Rote Fahne 03/2023
Von der „Ideologiefreiheit“ zum „Lob der Ideologie“
Erik Flügge, seines Zeichens Geschäftsführer der Beratungsfirma Squirrel & Nuts und Bestsellerautor, verfasste kürzlich im Kölner Stadtanzeiger einen Gastkommentar unter der Überschrift „Lob der Ideologie“
Jahrzehntelang galt in den bürgerlichen Medien die vermeintliche „Ideologiefreiheit“ als Maß aller Dinge. Der Begriff „Ideologie“ wurde gezielt negativ belegt, um Vorbehalte gegen die Ideologie der revolutionären Arbeiterbewegung, den wissenschaftlichen Sozialismus, zu nähren.
Umso erstaunlicher die Ausführungen von Erik Flügge. Er schreibt: „Die große Mehrheit der Bevölkerung wünscht sich eine unideologische Politik, die sich allein pragmatisch an den Fakten orientiert. Dabei sollte man es sich allerdings nicht zu einfach machen. Denn ideologisches Handeln ist nicht immer verwerflich, sondern manchmal für uns alle höchst wertvoll.“
Zwar verwechselt er hier Ursache und Wirkung. Denn der Wunsch von Teilen der Bevölkerung nach einer „unideologischen Politik“ ist unter anderem Ergebnis der jahrelangen Verdammung jeglicher „Ideologie“. Allerdings stößt auch die damit gerechtfertigte Prinzipienlosigkeit und opportunistische Anpassung auf zunehmende Kritik. Davon verabschiedet sich nunmehr Flügge, wenn er „ideologischem Handeln“ zumindest in bestimmten Fällen etwas abgewinnen kann.

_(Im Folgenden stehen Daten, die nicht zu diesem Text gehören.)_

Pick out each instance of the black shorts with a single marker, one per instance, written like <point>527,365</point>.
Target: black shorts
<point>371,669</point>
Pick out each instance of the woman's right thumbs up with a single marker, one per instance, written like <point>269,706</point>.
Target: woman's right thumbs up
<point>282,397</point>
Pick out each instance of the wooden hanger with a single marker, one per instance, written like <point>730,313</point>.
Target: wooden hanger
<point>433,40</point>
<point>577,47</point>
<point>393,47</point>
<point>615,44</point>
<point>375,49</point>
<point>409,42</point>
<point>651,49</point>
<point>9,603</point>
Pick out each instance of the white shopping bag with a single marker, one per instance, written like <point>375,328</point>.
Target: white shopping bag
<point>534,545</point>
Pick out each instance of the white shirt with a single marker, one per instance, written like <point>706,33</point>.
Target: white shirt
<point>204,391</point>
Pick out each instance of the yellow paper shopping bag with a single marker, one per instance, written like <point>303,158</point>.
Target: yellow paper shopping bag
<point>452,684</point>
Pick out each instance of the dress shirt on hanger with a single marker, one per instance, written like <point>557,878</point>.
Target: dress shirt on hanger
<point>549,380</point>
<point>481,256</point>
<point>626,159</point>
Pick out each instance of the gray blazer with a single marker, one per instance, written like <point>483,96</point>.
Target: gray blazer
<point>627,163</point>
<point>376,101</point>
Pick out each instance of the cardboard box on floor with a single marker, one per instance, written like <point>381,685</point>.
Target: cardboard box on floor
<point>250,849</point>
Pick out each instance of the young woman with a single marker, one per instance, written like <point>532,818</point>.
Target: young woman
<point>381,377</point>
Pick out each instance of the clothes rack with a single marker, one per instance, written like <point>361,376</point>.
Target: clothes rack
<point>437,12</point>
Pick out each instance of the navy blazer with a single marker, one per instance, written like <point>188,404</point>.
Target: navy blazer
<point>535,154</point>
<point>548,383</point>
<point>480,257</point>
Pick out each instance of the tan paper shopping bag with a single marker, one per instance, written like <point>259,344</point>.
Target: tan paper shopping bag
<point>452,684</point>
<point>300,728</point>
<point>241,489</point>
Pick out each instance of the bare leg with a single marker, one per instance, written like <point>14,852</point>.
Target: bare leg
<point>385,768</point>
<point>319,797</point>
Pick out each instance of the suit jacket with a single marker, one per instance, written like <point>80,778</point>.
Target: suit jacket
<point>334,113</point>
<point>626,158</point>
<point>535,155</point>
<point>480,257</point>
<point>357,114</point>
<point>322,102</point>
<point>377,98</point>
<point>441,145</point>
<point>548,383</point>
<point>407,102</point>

„Jeder Mensch hat eine Weltanschauung“
Er klärt uns weiter auf: „Ideologie heißt im Kern erstmal nur ‚Ideenlehre‘ oder – in gängigere Sprache übersetzt – Weltanschauung. Jeder Mensch hat eine Weltanschauung, davon kann man sich nicht frei machen. Diese Weltanschauung definiert mit, was man richtig findet und was nicht.“
Flügges Erkenntnisse zeigen die Defensive der bürgerlichen Meinungsmacher und dass die gezwungen sind, die antikommunistische Lebenslüge von der „Ideologiefreiheit“ zu modifizieren. Man kann sich allerdings des Eindrucks nicht erwehren, dass auch die von der MLPD mit dem Buch „Die Krise der bürgerlichen Ideologie und des Antikommunimus“ eröffnete Offensive dagegen eine gewisse Wirkung zeigt.
„Unterschiedliche Perspektiven“?
Freilich führt das bei Herrn Flügge nicht zum Abschied von der bürgerlichen Ideologie. Im Gegenteil! Flügge versucht es mit dem Loblied auf ihre vermeintliche Vielfalt: „Wir brauchen Ideologie in der Politik: konkurrierende Weltanschauungen, die dazu beitragen, dass unterschiedliche Perspektiven jederzeit stark gemacht werden.“ Nach Flügges Vorstellung sollen zum Beispiel die „Öko-Ideologen“ mit den „Freiheits“-Ideologen vom Schlage eines Marco Buschmann (FDP) konkurrieren, der alle Corona-Schutzmaßnahmen beenden will. Was Flügge als „konkurrierend“ darstellt, sind keine unterschiedlichen Weltanschauungen, sondern offen reaktionäre und reformistische Varianten der bürgerliche Ideologie. Sie bleiben alle im Rahmen des kapitalistischen Systems und haben mit wirklichen „Perspektiven“ wenig zu tun. In der offenen Konfrontation mit dem wissenschaftlichen Sozialismus, der im Unterschied zur bürgerlichen Ideologie eine universale und in sich schlüssige Weltanschauung ist, sind sie hoffnungslos unterlegen. Deshalb wird Flügges Lob der bürgerlichen Ideologie ihre tiefe Krise genauso wenig beseitigen wie die Propaganda von der „Ideologiefreiheit“.